In terms of what was less expected, that’s the beauty of the SDK. So, the SDK allows the customer to plug in the information and the metadata that’s important and pertinent to them. An area where I didn’t really expect it was actually the application not just to your traditional cyber risk and your attack surface and your blast radius, but asking some interesting operational questions.
So, this use case came up about two weeks ago where a customer was taking kind of an operational term for their applications and plugging it into the graph, and asking the question around, for my critical tier applications, my systemically critical applications, if one of their dependencies, one of the applications that they depend upon for, I don’t know, reference data or for other types of communication, like communications gateways failed, what would be my recovery time?
And all of a sudden, what you can do is, you can draw within the graph the relationship between your application and the dependencies and plug in that recovery time objective, and all of a sudden, I understand that if application A, B or C failed, I might be waiting eight hours for recovery, whereas my system has a recovery time requirement of one hour.
Ashley: Mm-hmm.
Woolward: So, they’re beginning to ask these questions that you would not expect from, necessarily, a cyber tool around operational risk. So, I think that’s the beauty and the power of the graph—it allows the customer to think about, what does risk mean to them, and they can plug the information or plug the data in that they require and then they can ask these questions that lead them to knowledge.

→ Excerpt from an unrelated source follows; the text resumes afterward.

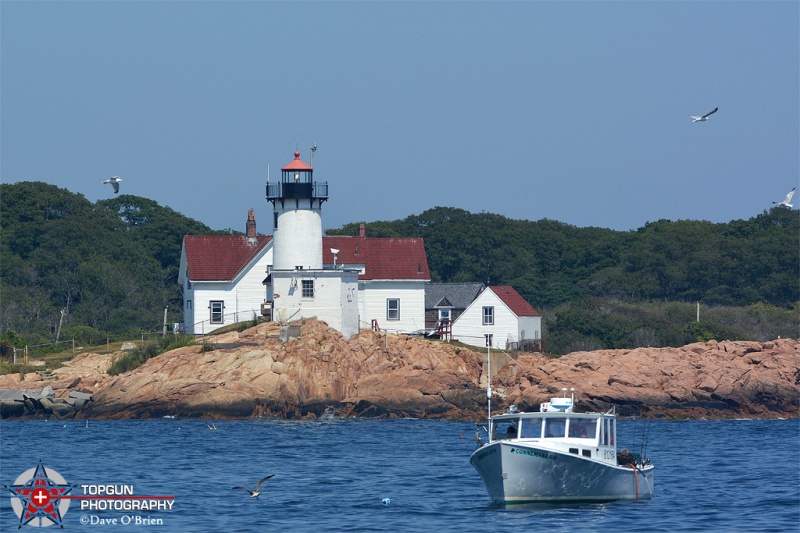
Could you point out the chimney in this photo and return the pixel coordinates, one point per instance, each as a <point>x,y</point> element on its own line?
<point>251,225</point>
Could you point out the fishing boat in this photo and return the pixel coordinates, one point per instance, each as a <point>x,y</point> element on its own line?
<point>558,455</point>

Ashley: Excellent, yeah. It sounds like both information, operational information, but also behaviors of what’s happening between applications and greater insight into it.
Woolward: Absolutely, yeah. Yeah, for sure. And I think the other thing, I mean, the final thing I’d say is, if you look at most of these data breaches over the last year or two, it kinda comes down to, if you look at cloud and you understand the way that security works, it’s this shared responsibility model. So, the cloud service providers provide a tremendous array of tools—you know, micro-segmentation, identity access management policy enforcement. There’s a tremendous suite of security capability there.
The problem is always that the lack of knowledge about the application means that the policies that are written and the permissions that are provided by the customer, because that’s their side of the, kinda the shared responsibility model have been deficient. And what the application controller allows you to do is to build the policy in a simple fashion that’s secure and meets your business requirements, and then that’s allowing our customers to meet their part of the shared responsibility model for cloud security.
Ashley: Mm-hmm. Wow. Well, I feel like we’ve barely scratched the surface and we’re already out of time. Hopefully, we can get you back and we can explore this some more as we get closer to the CCPA coming into effect in January.
Woolward: Yeah, and as the CSO of a California based company, I’m obviously spending a bit of time on that as well, so.
Ashley: I’m sure you are.
Woolward: That’d be fun.
Ashley: Yeah, exactly. Well, Marc, thank you so much for being on DevOps Chat with us.
Woolward: Yeah, it’s been a real pleasure, Mitch. Thank you—thank you for inviting me.
Ashley: Absolutely. The pleasure has been ours. I’d like to thank my guest, Marc Woolward, CTO and CSO with vArmour and of course, thank you, our listeners, for taking your time to join us and listen to this podcast episode. This is Mitch Ashley with DevOps.com. Have a great day, and be careful out there.